The room “Sazanka” in the Kikka-so Inn
The pre-appetiser contained crab, corn tofu and a small slice of corn, aloe (which I think is the gelatinous material on the top) and balsamic vinegar.
The appetiser is a plateful of little mouthfuls of gorgeousness. At the back, covered in a strip of apple, is a piece of sushi with (apparently) barracuda on the top. The maple leaf is just for decoration.
The soup is usually clear, but this one was not. In the middle is a ball of rice cake containing fish. There is a translucent green vegetable that I think is taro stem.
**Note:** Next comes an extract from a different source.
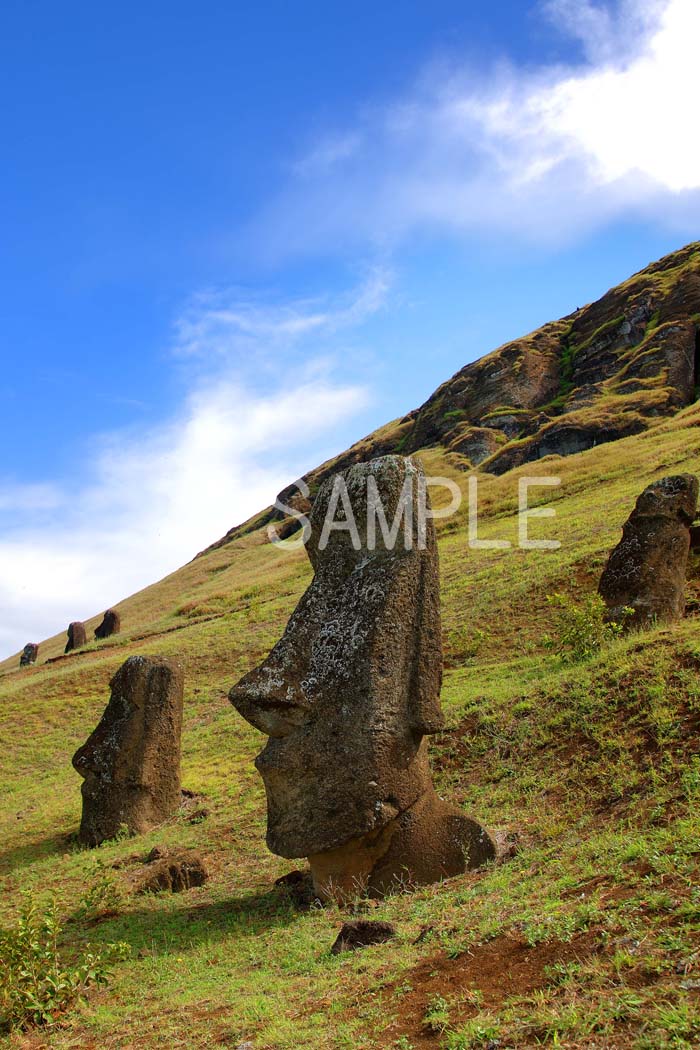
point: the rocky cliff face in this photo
(610, 370)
Sashimi is raw fish (sushi isn’t – it may include raw fish but it is the rice underneath that is characteristically sushi). Bottom left is the bowl of soya sauce for dipping. Tuna is almost always present, and you can see it there on the right. I think the one on the left is called suzuki but I am open to correction. And yes that is a slice of radish with the middle cut out that you can see on top. Sashimi is almost always served on top of thinly sliced daikon (giant radish) with a shiso leaf on top, which is edible and delicious. The green blob is wasabi – Japanese horseradish.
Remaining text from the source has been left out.